I dumped the sled_resource table, dragged it into google sheets, sorted by sled_id, then totaled up the columns:

sled_id kind hardware_threads rss_ram reservoir_ram
0c7011f7-a4bf-4daf-90cc-1c2410103301 total 128 399431958528 90194313216
a2adea92-b56e-44fc-8a0d-7d63b5fd3b94 total 88 98784247808 240518168576
b886b58a-1e3f-4be1-b9f2-0c2e66c6bc89 total 94 47244640256 227633266688
db183874-65b5-4263-a1c1-ddb2737ae0e9 total 127 165356240896 483183820800
dd83e75a-1edf-4aa1-89a0-cd8b2091a7cd total 92 208305913856 90194313216
f15774c1-b8e5-434f-a493-ec43f96cba07 total 69 62277025792 156766306304
5f6720b8-8a31-45f8-8c94-8e699218f28b total 85 115964116992 186831077376
7b862eb6-7f50-4c2f-b9a6-0d12ac913d3c total 71 94489280512 146028888064
71def415-55ad-46b4-ba88-3ca55d7fb288 total 88 77309411328 352187318272
87c2c4fc-b0c7-4fef-a305-78f0ed265bbc total 92 367219703808 150323855360
2707b587-9c7f-4fb0-a7af-37c3b7a9a0fa total 98 83751862272 281320357888

So, yeah, I don't think there is a single sled where a 64 CPU instance could land.

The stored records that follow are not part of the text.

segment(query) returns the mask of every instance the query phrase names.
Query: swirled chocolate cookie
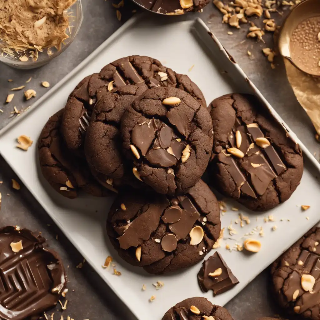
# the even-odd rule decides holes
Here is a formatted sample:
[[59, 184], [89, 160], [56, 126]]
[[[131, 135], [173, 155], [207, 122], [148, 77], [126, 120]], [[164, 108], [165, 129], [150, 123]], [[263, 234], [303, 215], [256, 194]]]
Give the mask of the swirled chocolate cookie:
[[81, 189], [93, 196], [105, 196], [111, 192], [92, 176], [84, 159], [76, 158], [66, 148], [60, 134], [63, 110], [52, 116], [44, 126], [38, 143], [42, 174], [62, 196], [73, 199]]
[[314, 228], [273, 263], [273, 286], [280, 305], [291, 314], [320, 316], [320, 228]]
[[0, 274], [3, 320], [37, 319], [57, 304], [67, 282], [60, 257], [45, 239], [16, 227], [0, 229]]
[[254, 96], [227, 94], [208, 109], [214, 132], [212, 180], [217, 189], [254, 210], [288, 200], [303, 170], [299, 145]]
[[226, 309], [212, 304], [202, 297], [189, 298], [177, 303], [162, 320], [233, 320]]
[[137, 0], [136, 2], [152, 11], [175, 15], [198, 11], [209, 3], [209, 0]]
[[138, 179], [159, 193], [183, 193], [208, 165], [212, 143], [207, 111], [187, 92], [149, 89], [121, 121], [123, 149]]
[[108, 180], [116, 188], [125, 184], [137, 188], [144, 185], [135, 177], [132, 166], [124, 156], [120, 123], [125, 111], [148, 88], [143, 83], [100, 91], [97, 94], [98, 101], [86, 134], [86, 156], [98, 180]]
[[174, 198], [133, 189], [119, 193], [107, 231], [124, 260], [159, 274], [200, 261], [219, 237], [220, 227], [217, 199], [200, 180]]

leftwo commented 8 months ago

Other than the slightly misleading (I think..) error 507 Insufficient Storage, I'm not sure if there is an actual bug here. The error does continue with Insufficient capacity: No sleds can fit the requested instance, which is a correct message.

It might be nice to have an easy way to reflect to the user, yes, there is the correct amount of resources available for your request, but they don't exist on a single sled.

zephraph commented 8 months ago

Yeah, I agree with that. I also don't like the 507 Insufficient Storage. I think we were getting kind of clever with that error code but it's more confusing than anything. That was specifically designed to be used with WebDAV so it doesn't really make sense for our use anyway.

I guess there's something here to think about in terms of top level utilization. I was just going to show the summations of everything, but I suspect it'll also be good to get a sled breakdown for the cases when this bin packing problem crops up. I'll sleep on it.